Theology instructor finds peace in the long run
By Mark Heller
GCU News Bureau
Thanks to a bad back, a freebie and his pre-dawn alarm, Dr. Gary Osmundsen needed only two years of pounding pavement to earn a spot in the Boston Marathon.
The storied race will be run for the 121st time Monday, and the College of Theology instructor at Grand Canyon University won’t be there this time – instead, he’ll be keeping an eye on how friends are doing while he teaches classes and advises students. But on April 16, 2018, the power lifter-turned-triathlete-turned-runner will be one of the world’s 30,000 wearing a bib at the starting line.

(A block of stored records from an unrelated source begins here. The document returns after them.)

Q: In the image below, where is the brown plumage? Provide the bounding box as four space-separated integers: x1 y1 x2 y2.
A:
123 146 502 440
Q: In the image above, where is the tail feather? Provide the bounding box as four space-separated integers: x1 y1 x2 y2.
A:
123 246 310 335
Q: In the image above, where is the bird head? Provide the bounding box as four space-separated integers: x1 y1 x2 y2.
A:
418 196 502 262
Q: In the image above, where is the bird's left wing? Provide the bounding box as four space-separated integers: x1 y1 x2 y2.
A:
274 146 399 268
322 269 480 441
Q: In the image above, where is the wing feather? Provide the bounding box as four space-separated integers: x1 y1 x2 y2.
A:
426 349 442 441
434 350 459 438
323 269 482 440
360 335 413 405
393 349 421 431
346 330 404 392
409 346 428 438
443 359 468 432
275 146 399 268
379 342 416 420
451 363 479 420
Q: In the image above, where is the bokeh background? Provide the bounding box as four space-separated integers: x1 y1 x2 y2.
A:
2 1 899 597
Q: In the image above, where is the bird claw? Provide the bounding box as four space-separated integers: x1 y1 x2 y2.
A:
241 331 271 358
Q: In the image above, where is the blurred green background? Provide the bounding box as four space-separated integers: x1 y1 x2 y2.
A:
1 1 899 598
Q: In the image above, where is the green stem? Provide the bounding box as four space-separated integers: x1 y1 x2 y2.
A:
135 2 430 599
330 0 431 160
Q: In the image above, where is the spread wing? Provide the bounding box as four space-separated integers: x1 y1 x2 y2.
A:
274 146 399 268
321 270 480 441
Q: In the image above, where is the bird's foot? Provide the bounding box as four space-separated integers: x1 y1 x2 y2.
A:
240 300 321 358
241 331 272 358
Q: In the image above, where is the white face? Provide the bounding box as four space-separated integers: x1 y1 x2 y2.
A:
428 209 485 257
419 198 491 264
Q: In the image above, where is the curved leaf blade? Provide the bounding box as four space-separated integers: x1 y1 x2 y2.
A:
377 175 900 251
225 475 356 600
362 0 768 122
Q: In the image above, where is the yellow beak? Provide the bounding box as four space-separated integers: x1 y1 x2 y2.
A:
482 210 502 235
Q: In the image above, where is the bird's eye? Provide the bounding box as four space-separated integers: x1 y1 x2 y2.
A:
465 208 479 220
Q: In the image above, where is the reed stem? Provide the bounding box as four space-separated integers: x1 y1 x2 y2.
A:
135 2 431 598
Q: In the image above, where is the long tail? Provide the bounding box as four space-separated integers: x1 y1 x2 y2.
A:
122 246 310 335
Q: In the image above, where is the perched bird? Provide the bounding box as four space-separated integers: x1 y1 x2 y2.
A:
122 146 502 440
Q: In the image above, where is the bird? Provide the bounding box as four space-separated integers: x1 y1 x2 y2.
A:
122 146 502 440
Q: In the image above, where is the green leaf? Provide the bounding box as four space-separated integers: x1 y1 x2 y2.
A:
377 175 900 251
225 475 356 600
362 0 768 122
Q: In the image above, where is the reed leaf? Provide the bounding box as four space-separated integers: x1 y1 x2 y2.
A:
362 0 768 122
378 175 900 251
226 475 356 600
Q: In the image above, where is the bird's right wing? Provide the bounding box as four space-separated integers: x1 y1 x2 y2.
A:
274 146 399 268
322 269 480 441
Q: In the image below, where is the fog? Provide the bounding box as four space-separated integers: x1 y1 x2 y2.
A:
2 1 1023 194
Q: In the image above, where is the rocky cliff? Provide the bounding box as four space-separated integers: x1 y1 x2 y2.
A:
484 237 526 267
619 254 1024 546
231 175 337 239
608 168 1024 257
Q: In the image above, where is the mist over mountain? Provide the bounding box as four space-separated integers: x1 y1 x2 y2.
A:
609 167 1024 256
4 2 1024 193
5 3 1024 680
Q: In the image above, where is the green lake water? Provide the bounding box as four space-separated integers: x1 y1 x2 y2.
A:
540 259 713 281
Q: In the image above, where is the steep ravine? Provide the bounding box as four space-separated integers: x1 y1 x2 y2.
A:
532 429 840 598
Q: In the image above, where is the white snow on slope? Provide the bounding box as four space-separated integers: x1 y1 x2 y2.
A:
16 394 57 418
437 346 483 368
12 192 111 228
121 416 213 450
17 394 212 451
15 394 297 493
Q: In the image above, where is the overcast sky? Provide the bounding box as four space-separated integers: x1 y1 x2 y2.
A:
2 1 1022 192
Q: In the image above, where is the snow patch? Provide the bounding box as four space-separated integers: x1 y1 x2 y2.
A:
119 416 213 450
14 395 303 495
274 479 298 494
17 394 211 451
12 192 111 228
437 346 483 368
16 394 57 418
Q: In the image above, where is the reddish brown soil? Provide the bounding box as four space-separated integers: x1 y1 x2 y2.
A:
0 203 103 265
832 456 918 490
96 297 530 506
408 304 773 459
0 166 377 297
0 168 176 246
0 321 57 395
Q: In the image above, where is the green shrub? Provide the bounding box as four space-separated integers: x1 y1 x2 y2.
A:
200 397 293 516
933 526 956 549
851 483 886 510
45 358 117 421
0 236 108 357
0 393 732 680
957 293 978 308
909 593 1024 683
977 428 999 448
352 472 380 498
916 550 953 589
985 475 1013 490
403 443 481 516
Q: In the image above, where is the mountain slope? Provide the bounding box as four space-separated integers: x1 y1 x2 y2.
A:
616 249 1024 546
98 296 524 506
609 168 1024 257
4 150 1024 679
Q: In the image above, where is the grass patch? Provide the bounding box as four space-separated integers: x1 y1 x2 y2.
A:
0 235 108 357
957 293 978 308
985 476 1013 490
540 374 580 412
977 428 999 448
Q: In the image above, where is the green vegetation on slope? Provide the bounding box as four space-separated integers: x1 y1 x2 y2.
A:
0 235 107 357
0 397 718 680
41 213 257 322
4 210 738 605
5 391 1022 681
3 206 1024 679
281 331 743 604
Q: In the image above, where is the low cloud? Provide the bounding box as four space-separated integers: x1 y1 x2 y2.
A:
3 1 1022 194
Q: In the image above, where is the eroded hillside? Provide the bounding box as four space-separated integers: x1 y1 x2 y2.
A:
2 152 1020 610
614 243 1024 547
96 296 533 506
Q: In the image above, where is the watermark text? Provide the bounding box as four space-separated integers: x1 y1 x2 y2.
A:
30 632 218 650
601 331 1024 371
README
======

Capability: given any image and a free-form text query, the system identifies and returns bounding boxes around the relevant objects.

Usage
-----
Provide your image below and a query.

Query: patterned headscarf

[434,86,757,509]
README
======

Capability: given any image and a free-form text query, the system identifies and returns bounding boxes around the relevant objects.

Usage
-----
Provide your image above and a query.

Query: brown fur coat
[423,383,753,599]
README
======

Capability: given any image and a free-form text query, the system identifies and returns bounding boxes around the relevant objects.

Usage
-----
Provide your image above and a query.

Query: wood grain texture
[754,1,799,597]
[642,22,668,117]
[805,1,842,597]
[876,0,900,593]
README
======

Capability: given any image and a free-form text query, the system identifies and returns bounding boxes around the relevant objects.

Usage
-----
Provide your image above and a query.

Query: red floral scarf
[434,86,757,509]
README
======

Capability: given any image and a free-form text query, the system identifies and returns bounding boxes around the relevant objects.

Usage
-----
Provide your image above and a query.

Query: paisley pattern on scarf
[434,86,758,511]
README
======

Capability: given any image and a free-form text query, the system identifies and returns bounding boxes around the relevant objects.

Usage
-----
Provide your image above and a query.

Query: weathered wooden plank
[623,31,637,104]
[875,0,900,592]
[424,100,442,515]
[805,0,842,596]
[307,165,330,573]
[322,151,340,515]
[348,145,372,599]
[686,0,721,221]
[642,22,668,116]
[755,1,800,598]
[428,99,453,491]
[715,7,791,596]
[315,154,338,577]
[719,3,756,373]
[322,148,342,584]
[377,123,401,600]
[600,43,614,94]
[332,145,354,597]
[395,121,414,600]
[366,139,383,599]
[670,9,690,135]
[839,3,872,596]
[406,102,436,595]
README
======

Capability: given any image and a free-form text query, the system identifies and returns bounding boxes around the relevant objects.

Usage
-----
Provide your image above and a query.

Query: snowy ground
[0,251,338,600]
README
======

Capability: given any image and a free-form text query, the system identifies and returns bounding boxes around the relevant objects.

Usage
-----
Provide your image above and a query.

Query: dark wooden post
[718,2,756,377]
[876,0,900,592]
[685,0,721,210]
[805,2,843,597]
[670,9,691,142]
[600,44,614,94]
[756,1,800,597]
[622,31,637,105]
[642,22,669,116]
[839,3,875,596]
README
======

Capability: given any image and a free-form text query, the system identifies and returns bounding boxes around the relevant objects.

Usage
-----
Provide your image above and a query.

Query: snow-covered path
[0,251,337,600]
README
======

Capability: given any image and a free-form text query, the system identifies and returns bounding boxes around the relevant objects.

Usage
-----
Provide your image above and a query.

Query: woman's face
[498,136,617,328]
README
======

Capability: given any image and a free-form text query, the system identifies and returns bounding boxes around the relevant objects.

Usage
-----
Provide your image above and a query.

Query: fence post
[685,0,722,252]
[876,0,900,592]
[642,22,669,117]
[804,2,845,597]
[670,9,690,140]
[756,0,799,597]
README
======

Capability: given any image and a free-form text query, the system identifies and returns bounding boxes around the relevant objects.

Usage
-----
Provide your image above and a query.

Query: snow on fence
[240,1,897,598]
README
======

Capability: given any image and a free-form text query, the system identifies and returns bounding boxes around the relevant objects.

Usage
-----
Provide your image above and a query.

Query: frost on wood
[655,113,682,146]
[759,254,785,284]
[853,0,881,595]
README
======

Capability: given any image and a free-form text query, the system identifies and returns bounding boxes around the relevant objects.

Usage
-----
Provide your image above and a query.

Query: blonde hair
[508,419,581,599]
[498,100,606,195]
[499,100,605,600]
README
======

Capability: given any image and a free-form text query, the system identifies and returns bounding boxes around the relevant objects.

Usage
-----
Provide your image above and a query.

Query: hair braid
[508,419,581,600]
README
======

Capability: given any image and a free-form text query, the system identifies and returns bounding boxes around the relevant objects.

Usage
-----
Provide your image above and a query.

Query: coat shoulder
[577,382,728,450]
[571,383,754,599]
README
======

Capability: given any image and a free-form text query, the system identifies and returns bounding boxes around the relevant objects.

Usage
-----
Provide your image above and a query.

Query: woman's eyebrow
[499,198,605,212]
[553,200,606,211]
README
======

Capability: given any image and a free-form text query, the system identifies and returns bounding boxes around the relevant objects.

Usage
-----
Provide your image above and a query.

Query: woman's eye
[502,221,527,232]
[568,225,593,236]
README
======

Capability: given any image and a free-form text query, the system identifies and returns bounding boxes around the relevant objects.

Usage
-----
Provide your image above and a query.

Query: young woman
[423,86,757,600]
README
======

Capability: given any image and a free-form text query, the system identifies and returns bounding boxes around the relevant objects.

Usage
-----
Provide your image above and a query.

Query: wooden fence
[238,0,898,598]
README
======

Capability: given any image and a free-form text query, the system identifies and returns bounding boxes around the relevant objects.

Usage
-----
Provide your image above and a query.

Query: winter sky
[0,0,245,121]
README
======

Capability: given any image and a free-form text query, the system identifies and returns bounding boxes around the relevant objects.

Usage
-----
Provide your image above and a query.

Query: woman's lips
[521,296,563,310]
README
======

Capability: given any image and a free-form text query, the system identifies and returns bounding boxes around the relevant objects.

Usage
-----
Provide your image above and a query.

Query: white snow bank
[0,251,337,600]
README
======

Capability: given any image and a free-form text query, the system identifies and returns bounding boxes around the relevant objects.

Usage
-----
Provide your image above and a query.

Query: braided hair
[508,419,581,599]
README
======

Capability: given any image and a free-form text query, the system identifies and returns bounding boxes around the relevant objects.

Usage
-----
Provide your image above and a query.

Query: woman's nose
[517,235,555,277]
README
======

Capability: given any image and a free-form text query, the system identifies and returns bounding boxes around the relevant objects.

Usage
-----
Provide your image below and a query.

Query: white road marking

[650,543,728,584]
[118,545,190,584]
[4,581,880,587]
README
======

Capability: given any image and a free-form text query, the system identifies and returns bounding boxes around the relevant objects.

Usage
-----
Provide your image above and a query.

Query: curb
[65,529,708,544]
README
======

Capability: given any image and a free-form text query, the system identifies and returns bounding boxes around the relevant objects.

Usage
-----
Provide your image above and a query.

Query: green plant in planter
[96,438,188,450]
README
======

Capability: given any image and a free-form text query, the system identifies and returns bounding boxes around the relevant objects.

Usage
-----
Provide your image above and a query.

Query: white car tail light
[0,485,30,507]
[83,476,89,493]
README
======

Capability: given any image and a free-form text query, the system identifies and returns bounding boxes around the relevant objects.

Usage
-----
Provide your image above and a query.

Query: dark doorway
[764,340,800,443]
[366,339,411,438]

A two-year transformation from weightlifting to various triathlons and toward distance running culminated earlier this spring when Osmundsen qualified for Boston in his first-ever full marathon attempt. Although it’s hardly a guarantee of acceptance into Boston, he beat the necessary 3-hour, 15-minute qualifying mark for his age group (40-44 years old) and earned a spot in next spring’s 26.2-mile grind.
It’ll be worth the expenses.
“It’s humbled me, showed my limits and how much faster others are and things that are beyond my control,” he said of running.
Until his late 30s, Osmundsen was into lifting heavy weights, but as he approached 40 his back suffered, as did his golf game. His brother and sister did triathlons, and, yearning for a way to keep his back healthier, Osmundsen ditched the weights for running and swimming to improve his cardio.
He lost 40 pounds and signed up for a YMCA triathlon in Oklahoma in 2013. He labored at times but got through it in one piece and felt the training (and losing weight) helped his fitness, golf game and especially his back.
A few months later, a friend from his church had a free invitation to a local half-marathon after another person signed up but couldn’t attend. Osmundsen hadn’t run more than 10 miles in his life, but he trained and was hooked.
He moved the family – his wife and three children – from Oklahoma to Arizona in November 2015 to teach at GCU. In March 2016 he ran the Hippity Hop Marathon in Peoria at a 7-minute, 11-second average per mile.
“I was like, ‘Whoa,’” he said.
He trained for six weeks with friends and family on the East Coast during the summer of 2016, then did the Rock n’ Roll half-marathon last January in one hour, 25 minutes, a 6:33 per-mile pace.
“That said I could do it and put in the miles,” he said. “It confirmed my confidence even more.”
Validation came in his first and only race he needed to earn a spot in Boston: the BMO Harris Bank Mesa-Phx Marathon, when he qualified with a few minutes to spare.
Osmundsen, who gets up at 5 a.m. daily to swim and/or bike for 60-90 minutes and also does a weekly run of 15-20 miles, found that running helps him better understand “how faith is having confidence and trust in something one lacks conclusive or immediate evidence for.”
His newfound confidence stems from a belief in his ability (and, subsequently, the results), trust in his training, advice from experts and friends, “and that God will take care of the things out of his control.” It’s a discipline that helps his other disciplines.
“I see racing as a sport, and sports can, when done well, cultivate some important virtues in the pursuit of character transformation,” he said. “Sports can produce either vicious or virtuous character. But when done with the right perspective, virtues like perseverance, humility, courage and theological ones like faith and hope can be cultivated and strengthened.”